Bittere Nachricht für Litauen, Lettland und Estland: Die USA wollen laut Medienberichten die Militärhilfe für die baltischen Staaten per Ende 2026 beenden. Das Vorhaben sei Teil der Aussenpolitik unter dem Motto «America First». Denn US-Präsident Donald Trump drängt die europäischen Länder, mehr in ihr eigenes Militär zu investieren. Fredy Gsteiger ordnet ein, welche Folgen die US-Pläne für das Baltikum und Europa insgesamt haben könnten.
Welche Bedeutung hat die US-Präsenz im Baltikum?
Die baltischen Staaten fühlen sich vom Nachbarn Russland bedroht. Gegenüber Russland sind sie sehr exponiert. Auch wegen des flachen, für grosse Panzereinsätze geeigneten Geländes. Die drei Länder lassen sich nur schwer verteidigen. Ohne die Hilfe von anderen Nato-Staaten wäre das fast unmöglich – obschon sie zu den Ländern im westlichen Militärbündnis gehören, die sehr stark aufrüsten.

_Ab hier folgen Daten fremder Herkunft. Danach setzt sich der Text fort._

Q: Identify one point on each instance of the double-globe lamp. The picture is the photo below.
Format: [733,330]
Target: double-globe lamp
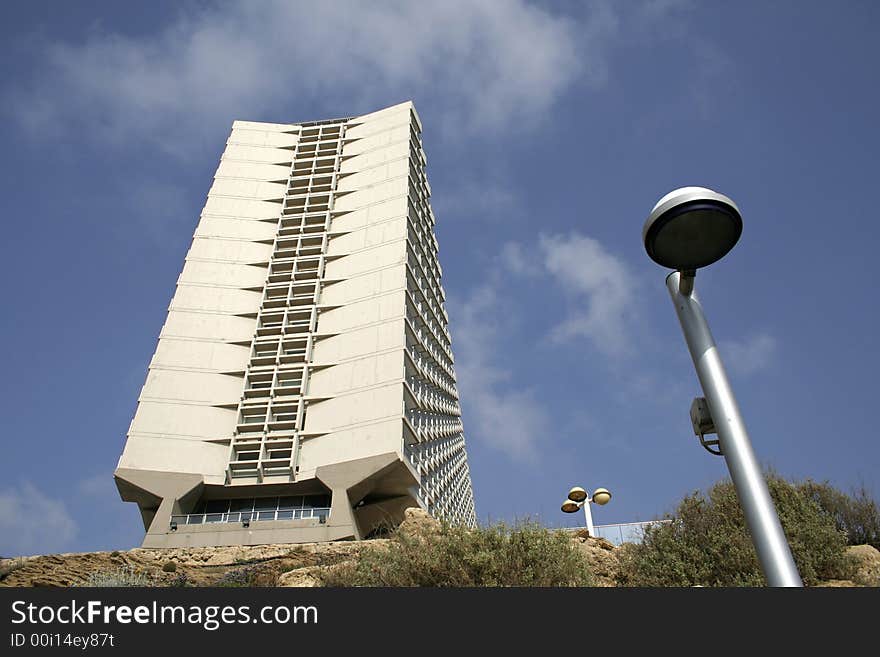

Nato-Hilfe bedeutete bislang immer auch US-Hilfe. Derzeit haben die USA rund 2000 Soldatinnen und Soldaten im Baltikum stationiert, dazukommen weitere im benachbarten Polen. Die US-Präsenz im Baltikum ist zwar nicht besonders gross. Sie ist aber ein Signal an Moskau: Bei einem Angriff würde es Russland mit der US-Armee zu tun bekommen. Nun ist unklar, wie lange und in welchem Umfang diese US-Truppen bleiben. Demnächst soll man diesbezüglich Näheres erfahren.
Wie stehen die Nato-Staaten zur Aufrüstung?
Die Nato war geraume Zeit gespalten bei der Frage, wie viel aufgerüstet werden soll und welche Länder wie viel beitragen müssen. Noch immer sind die Sichtweisen unterschiedlich. Das hängt nicht zuletzt mit dem Bedrohungsgefühl und der Geographie zusammen. Politik und Bevölkerung erachten eine massive Aufrüstung nicht überall als gleich zwingend. Spanien und Italien sind nun einmal deutlich weiter von Russland entfernt als Estland, Polen, Norwegen oder Rumänien.
Insgesamt will aber eine klare Mehrheit der Nato-Staaten mehr für die eigene Sicherheit ausgeben. Man geht inzwischen in den meisten Hauptstädten davon aus, dass man sich künftig entschieden weniger auf die USA wird verlassen kann als bisher – und zwar nicht nur wegen Donald Trump. Dies dürfte sich grundsätzlich auch unter seinem Nachfolger oder seiner Nachfolgerin nicht ändern.
Ziehen sich die USA ganz aus Europa zurück?
Das ist noch nicht wirklich klar. Angedeutet haben die USA, dass sie zumindest ihre Atomwaffen – also den nuklearen Schutzschirm – weiterhin zur Abschreckung zur Verfügung stellen werden. Die Abschreckungswirkung dürfte also vorerst erhalten bleiben. Auch wenn unsicher ist, ob das auch langfristig so bleiben wird. Deswegen macht man sich auch Gedanken über eine europäische Atombombe.
Sehr offen ist allerdings, ob die Amerikaner die 80'000 US-Soldaten, die derzeit in Europa stationiert sind, auf dem Kontinent belassen. Diese Truppenpräsenz wird derzeit im Pentagon in Washington überprüft. Der Leiter dieser Überprüfung ist Vize-Verteidigungsminister Elbridge Colby – und er gilt als Gegner der US-Militärpräsenz in Europa.